My H also defended OW. He said, direct your anger at me she did NOTHING wrong. The defending her part is what really sickened me. Yeah, she is a real saint. Talking about both of them leaving their families to be together, saying she wishes her children were actually his, and not her husband's. I still HATE her.
Part of the reason I cannot get over her is that she had no consequences. She seems to be able to go back to her life without a care in the world?
Did you get to confront her at all?? sounds like so many of us on here did not. That adds so much to our inability to get any closure. So we resort to obsessing over the OP.

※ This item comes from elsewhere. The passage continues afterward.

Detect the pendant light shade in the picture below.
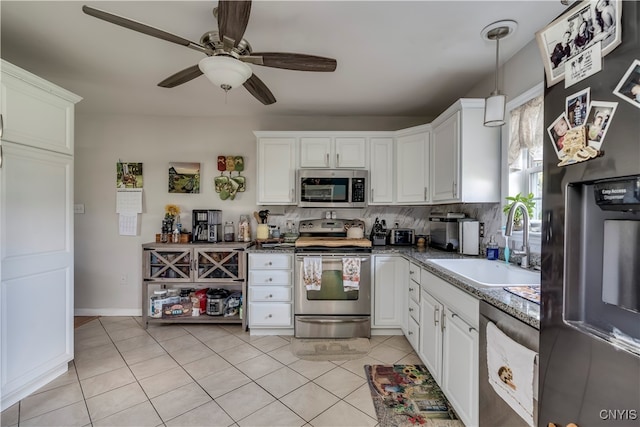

Big hug. Yours sounds like a double whammy, with it being a "friend" of your's. Nothing easy about that. I am so sorry.
As of 10/30/16 I'm in WTF mode.
Ten+ years out. Stunned.
After several years of solid R, (F)MOW
CHECKS IN in to say Hi~ H CHECKS OUT briefly and "forgets to tell me" because IT HADN'T gotten
physical this time. 4 months out agai
OnceInALifetime ( member #26023) posted at 12:18 AM on Sunday, July 7th, 2013
The best way to get over the OW is behind the wheel of a large Humvee.
fourever ( member #30631) posted at 2:22 AM on Sunday, July 7th, 2013
The best way to get over the OW is behind the wheel of a large Humvee.
I concur!! Until then, I will post happy pictures for her to look at.
In R since shortly after DD.
Discovered what was right in front of him and nearly lost.
Always, tell the other BS! Always!
"It's hard to be in love when you can't tell lies"!